En Gran Canaria, los que tenemos juventud acumulada hemos oído hablar de dos sucesos que posiblemente se unieron para que se produjera el desplazamiento de la zona de Rosiana en Las Tirajanas. Primero ocurrió lo que entonces se llamó Episodio Tropical, en octubre de 1955, cuando, durante tres días, cayó agua como en un relato macondiano de García Márquez. Se registraron cifras dignas del Diluvio Universal, entre 400 y 500 litros en distintas zonas del casquete central de la isla, e incluso hay un pluviómetro que recogió más de 700, cifras que dejan en pañales a recientes temporales (ahora se ha llegado a 160 litros en algunas zonas). Frente a semejante furia de los elementos, buena parte de los puentes de la isla se fueron barranco abajo, incluyendo el de los Siete Ojos de la antigua entrada de Telde.
Apenas cuatro meses después, en febrero de 1956, llovió sobre mojado (nada metafórico), y durante diez días se desplazaron 330.000 metros cuadrados (corrimiento de tierras, decían) en la zona tirajanera de Rosiana, que afectó a más de 250 vecinos. Esto fue como consecuencia de una disparate meteorológico que tuvo como origen la Península Ibérica, donde, en aquellas fechas, se registraron las temperaturas más bajas del siglo (-32 grados C en un lago de Lleida).
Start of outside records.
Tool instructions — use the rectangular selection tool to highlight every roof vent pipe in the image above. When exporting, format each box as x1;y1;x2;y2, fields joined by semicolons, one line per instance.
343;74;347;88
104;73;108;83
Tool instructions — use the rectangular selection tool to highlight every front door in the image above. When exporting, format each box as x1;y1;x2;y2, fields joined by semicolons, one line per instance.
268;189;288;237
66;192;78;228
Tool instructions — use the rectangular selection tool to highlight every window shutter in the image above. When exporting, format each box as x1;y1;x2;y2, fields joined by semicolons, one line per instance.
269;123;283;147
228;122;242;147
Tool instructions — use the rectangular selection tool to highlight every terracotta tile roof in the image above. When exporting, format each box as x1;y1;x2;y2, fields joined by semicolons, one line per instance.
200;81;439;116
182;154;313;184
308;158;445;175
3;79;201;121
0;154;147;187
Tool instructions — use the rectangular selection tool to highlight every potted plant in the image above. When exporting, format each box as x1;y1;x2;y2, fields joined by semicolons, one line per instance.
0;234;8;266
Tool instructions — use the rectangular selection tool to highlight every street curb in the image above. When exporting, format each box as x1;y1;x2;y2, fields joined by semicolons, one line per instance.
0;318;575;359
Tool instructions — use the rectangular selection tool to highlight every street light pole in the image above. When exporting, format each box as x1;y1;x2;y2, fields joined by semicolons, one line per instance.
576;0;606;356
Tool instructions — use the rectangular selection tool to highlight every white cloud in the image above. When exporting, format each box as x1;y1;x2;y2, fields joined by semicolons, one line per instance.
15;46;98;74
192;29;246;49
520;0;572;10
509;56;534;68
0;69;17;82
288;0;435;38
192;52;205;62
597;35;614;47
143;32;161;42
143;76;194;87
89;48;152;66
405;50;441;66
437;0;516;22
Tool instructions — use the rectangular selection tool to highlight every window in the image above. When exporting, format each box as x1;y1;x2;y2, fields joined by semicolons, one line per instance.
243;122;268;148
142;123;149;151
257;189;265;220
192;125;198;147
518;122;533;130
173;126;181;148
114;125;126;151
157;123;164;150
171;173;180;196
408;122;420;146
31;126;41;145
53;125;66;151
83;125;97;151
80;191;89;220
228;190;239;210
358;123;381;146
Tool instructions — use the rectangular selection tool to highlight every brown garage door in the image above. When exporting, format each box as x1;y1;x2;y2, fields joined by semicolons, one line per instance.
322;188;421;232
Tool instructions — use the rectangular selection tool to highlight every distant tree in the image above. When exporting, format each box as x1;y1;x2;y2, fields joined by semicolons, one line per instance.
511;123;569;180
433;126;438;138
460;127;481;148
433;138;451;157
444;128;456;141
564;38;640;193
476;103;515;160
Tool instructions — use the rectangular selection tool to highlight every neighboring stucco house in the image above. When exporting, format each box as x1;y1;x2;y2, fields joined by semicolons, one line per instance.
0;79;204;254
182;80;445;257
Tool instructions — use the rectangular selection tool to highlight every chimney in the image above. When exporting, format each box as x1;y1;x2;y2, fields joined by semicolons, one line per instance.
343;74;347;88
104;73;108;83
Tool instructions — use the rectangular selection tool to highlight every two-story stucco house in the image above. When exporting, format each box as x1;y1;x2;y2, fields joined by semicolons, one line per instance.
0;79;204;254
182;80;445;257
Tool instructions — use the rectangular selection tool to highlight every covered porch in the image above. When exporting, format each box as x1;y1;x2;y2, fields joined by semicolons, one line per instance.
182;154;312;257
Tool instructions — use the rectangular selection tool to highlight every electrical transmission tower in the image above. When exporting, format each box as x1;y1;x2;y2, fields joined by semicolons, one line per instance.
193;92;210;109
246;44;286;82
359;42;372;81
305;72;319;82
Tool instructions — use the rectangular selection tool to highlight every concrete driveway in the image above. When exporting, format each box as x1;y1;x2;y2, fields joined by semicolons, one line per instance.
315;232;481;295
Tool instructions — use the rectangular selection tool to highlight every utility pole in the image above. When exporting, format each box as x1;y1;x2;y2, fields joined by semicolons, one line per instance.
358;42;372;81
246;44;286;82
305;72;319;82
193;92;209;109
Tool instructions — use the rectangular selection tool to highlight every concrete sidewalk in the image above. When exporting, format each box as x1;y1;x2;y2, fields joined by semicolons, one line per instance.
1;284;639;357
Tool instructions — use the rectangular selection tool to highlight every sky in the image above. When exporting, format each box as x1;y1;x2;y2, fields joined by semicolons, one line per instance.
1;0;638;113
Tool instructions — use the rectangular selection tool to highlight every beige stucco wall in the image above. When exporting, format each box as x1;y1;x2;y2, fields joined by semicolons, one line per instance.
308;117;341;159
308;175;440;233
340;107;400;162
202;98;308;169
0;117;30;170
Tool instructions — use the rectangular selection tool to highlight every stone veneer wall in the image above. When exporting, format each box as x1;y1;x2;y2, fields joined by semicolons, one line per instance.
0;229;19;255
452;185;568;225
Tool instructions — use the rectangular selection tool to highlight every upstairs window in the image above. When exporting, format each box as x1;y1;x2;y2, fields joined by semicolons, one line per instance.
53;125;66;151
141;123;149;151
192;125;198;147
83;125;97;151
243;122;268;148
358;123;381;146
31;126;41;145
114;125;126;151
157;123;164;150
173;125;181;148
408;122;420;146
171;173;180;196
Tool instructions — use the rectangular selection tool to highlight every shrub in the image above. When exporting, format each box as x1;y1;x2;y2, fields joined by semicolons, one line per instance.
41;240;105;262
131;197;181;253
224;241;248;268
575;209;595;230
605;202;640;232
Y la mayor catástrofe que se recuerda, sucedida en Breña Alta, isla de La Palma, en la que una combinación de viento infernal y agua sin medida destruyó el barrio de Los Llanitos, ocurrida en 1957. Entre la confusión de cifras, es claro que fallecieron al menos 28 personas (otros hablan de 32). Volcanes, incendios forestales (recordemos las 20 víctimas del incendio del 11 de septiembre de 1984 en La Gomera), en nuestras islas poca broma con los elementos.
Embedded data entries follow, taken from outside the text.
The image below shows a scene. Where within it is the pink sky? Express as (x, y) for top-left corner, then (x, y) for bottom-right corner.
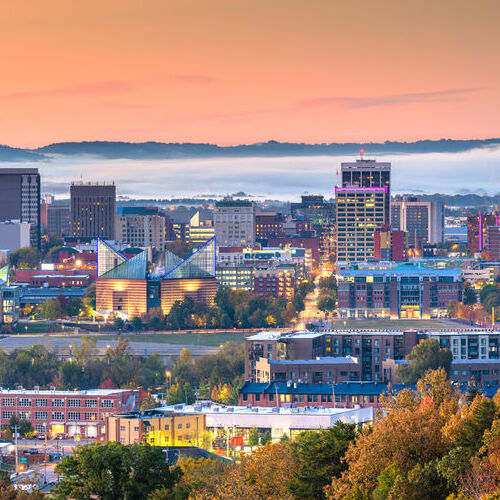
(1, 0), (499, 147)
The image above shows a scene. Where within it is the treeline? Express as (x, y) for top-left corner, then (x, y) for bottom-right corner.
(0, 340), (245, 406)
(166, 343), (244, 406)
(0, 340), (163, 391)
(119, 287), (300, 331)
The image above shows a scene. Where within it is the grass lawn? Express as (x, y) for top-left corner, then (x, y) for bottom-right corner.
(329, 319), (454, 330)
(13, 322), (66, 334)
(70, 332), (248, 347)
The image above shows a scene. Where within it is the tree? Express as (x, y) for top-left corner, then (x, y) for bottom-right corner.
(53, 442), (182, 500)
(480, 284), (500, 314)
(39, 299), (62, 320)
(396, 338), (452, 385)
(289, 422), (357, 499)
(140, 393), (158, 410)
(113, 316), (125, 330)
(166, 381), (195, 405)
(260, 430), (272, 445)
(83, 283), (96, 309)
(215, 443), (298, 499)
(248, 427), (259, 446)
(173, 457), (226, 499)
(326, 372), (453, 498)
(131, 316), (143, 331)
(8, 415), (33, 437)
(9, 246), (39, 269)
(318, 293), (336, 312)
(463, 285), (477, 306)
(47, 234), (64, 250)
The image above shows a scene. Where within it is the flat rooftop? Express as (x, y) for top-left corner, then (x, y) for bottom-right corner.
(0, 388), (135, 396)
(269, 356), (358, 366)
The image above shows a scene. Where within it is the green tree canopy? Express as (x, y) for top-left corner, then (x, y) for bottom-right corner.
(53, 442), (181, 500)
(289, 422), (357, 499)
(396, 338), (453, 385)
(9, 246), (39, 269)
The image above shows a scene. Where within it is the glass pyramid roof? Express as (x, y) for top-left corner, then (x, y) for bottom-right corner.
(162, 237), (216, 280)
(98, 239), (127, 278)
(0, 265), (9, 285)
(98, 239), (148, 280)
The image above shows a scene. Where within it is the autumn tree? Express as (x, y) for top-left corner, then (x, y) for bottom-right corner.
(214, 443), (298, 500)
(326, 370), (456, 499)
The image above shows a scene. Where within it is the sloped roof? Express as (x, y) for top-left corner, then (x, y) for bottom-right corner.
(0, 265), (9, 285)
(98, 239), (148, 280)
(162, 236), (216, 280)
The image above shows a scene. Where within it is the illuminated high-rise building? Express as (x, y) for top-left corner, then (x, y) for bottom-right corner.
(392, 197), (444, 247)
(340, 158), (391, 225)
(335, 187), (387, 262)
(0, 168), (41, 249)
(70, 183), (116, 240)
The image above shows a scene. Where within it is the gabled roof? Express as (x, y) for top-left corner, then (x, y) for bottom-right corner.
(162, 236), (216, 280)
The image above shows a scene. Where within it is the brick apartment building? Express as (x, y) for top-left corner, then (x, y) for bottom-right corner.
(255, 356), (361, 384)
(246, 330), (500, 383)
(0, 388), (138, 438)
(337, 267), (462, 319)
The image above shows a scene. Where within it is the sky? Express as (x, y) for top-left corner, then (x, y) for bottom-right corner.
(1, 0), (499, 148)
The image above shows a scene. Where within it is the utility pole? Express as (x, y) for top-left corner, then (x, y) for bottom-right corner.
(14, 425), (19, 474)
(44, 427), (48, 484)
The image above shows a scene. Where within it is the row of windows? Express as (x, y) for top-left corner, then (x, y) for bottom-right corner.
(1, 398), (113, 408)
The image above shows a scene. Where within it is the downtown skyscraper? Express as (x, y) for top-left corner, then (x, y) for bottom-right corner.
(336, 158), (391, 262)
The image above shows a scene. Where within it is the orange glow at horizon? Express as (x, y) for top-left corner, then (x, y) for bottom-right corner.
(1, 0), (499, 147)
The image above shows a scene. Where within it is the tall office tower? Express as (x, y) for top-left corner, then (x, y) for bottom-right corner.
(335, 186), (386, 262)
(290, 195), (335, 255)
(487, 226), (500, 261)
(391, 197), (444, 247)
(340, 158), (391, 225)
(70, 183), (116, 240)
(467, 213), (499, 254)
(0, 168), (41, 249)
(46, 204), (71, 238)
(115, 207), (166, 251)
(214, 198), (255, 247)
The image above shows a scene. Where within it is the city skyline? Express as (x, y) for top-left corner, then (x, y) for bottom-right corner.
(1, 0), (498, 147)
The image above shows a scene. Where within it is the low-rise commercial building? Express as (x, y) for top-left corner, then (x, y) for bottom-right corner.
(106, 403), (374, 448)
(106, 410), (205, 447)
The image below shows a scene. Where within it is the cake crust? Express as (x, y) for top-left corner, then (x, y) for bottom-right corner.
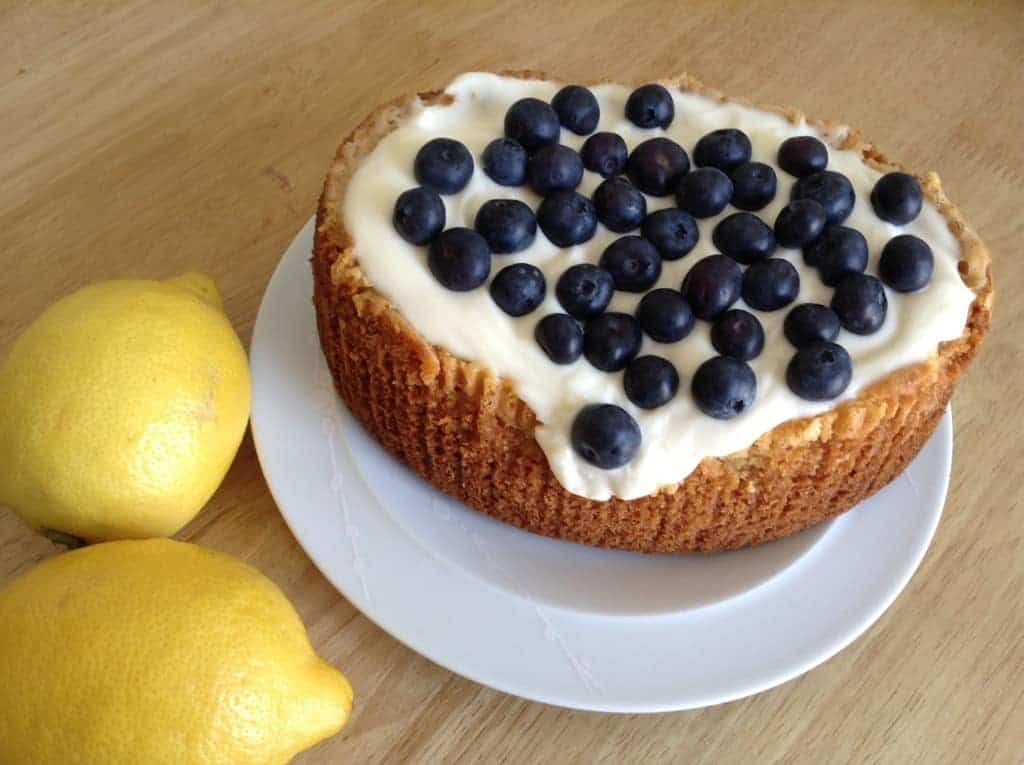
(312, 72), (993, 553)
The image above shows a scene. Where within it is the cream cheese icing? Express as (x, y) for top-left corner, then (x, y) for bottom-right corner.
(342, 72), (975, 501)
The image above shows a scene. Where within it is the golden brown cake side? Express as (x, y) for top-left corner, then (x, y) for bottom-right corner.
(312, 74), (993, 553)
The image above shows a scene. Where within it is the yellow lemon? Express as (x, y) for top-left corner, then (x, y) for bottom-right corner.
(0, 273), (251, 541)
(0, 538), (353, 765)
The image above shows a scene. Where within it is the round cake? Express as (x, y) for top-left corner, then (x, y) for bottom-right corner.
(312, 71), (992, 553)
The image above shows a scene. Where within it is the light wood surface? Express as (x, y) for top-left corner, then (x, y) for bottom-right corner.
(2, 2), (1021, 762)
Está bien ironizar con el vocabulario, que es consecuencia de cambios tecnológicos y avances científicos. Ahora hablamos de danas, antes fue gota fría, pero en los anales que he mencionado se habla de depresión Sudano-Sahariana, vaguada tropical, onda del este y otras denominaciones, pero el peligro es el mismo, es la Naturaleza desatada, sea con fuego, viento o agua. Pero seguimos construyendo donde baten las olas y en las seculares escorrentías de agua de lluvia. Parece que nos hemos creído que esto es en verdad un paraíso de mansedumbre y todo es seguro. Solo hay seguridad cuando hay precaución, Supermán no existe. Así que, cuando aparezca una alerta de incendio forestal, de temporal, de viento, de mala mar o de erupción volcánica, la historia no dice que deberíamos tenerla en cuenta. Y si no se llega a la gravedad advertida, mejor, pero ya deberíamos saber que la Naturaleza no negocia.